Buying gifts for comics geeks, that is. Because there really wasn’t much choice. Back in the Pleistocene, when I was reading my first comics, Batman or a Superman might serve as an also-gift, what’s called a stocking stuffer, but even a not-too-bright gradeschooler knew that a comic cost only a dime and there had to be something else under the tree.
Later, much later, after the first Batman hardcover graphic novels turned out to be good sellers – best sellers in the limited world of comics – an editor or two was yearly tasked with producing a hardcover for the holiday trade. It was sometimes difficult for the editors, but a good deal for people seeking a present for that snotty nephew who always had his head in them funny books. A couple of sawbucks and – problem solved.

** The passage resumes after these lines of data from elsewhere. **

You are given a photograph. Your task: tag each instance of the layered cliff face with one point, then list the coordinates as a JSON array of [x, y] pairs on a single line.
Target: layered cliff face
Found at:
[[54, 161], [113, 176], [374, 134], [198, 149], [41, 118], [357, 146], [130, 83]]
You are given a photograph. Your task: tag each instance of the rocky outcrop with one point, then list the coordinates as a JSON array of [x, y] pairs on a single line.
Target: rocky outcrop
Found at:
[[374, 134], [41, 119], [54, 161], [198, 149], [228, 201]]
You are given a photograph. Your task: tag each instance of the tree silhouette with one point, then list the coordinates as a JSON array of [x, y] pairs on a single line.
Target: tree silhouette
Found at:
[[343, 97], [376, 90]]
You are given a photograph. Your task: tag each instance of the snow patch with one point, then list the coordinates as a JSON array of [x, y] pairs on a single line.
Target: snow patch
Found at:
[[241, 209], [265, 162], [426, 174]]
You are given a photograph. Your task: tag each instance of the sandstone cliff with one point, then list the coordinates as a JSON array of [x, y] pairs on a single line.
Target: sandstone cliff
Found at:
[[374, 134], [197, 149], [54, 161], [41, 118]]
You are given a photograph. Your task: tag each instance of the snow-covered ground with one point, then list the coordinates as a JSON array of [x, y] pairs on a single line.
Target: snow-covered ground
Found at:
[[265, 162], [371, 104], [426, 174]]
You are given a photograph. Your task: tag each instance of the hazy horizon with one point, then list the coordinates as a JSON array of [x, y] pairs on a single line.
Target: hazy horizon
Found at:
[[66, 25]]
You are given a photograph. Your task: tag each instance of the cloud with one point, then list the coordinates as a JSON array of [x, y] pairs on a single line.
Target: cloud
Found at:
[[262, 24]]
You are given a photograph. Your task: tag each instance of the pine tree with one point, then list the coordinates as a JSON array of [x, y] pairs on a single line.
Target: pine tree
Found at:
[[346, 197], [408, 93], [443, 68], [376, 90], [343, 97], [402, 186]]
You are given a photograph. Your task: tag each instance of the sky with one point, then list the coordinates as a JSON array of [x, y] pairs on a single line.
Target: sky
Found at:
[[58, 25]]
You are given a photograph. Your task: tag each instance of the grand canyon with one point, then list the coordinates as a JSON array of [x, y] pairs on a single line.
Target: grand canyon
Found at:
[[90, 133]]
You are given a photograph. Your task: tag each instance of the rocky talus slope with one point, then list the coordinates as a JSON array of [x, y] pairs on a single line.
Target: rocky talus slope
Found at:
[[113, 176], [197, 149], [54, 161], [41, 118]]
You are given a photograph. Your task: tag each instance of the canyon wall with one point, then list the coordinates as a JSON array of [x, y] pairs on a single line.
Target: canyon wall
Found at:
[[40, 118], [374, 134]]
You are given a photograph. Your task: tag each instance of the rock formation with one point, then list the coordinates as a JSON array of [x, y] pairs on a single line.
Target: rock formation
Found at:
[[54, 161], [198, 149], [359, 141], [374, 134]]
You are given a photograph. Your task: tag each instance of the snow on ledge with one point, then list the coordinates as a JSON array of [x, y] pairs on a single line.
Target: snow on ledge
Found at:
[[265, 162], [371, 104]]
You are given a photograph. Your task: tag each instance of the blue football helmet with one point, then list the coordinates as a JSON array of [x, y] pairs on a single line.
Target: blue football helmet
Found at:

Now… big changes. As a stereotype, that kid with the buried head no longer exists. Comics have attained full parity with other forms of story delivery. You’re not expected to be dumb if you read the stuff. You can, with good conscience, buy a graphic novel for almost anyone you know who likes to read. Or use something comicy to introduce a reader to something he/she hasn’t yet discovered, and might enjoy. You doubt? Hey, Maus won a Pulitzer.
But your choices aren’t limited to Art Spiegelman’s masterpiece. Lordy, no. The monster book mart in the aforementioned mall has a wall full of comics stuff: manga, hardcovers, paperbacks, reprints, originals…that’s not counting the novelizations of movies over in the science fiction section and…that’s not counting the growing list of books about comics.
Cost? All the way from four-five bucks to – brace yourself – four hundred American dollars for the deluxe edition of Star Wars comics published by Abrams and also available in a more modest edition. (Okay, I wrote the introduction. But I don’t get royalties. We’re honest curmudgeons here in the Chamber.)
My recommendation? How about, all of the above? Or: if you’re a book person, you probably like to browse. So browse, on online or off. If you’re likely to be the gift recipient, drop hints. You know how to do that. You’re smart. You’re a comic book reader.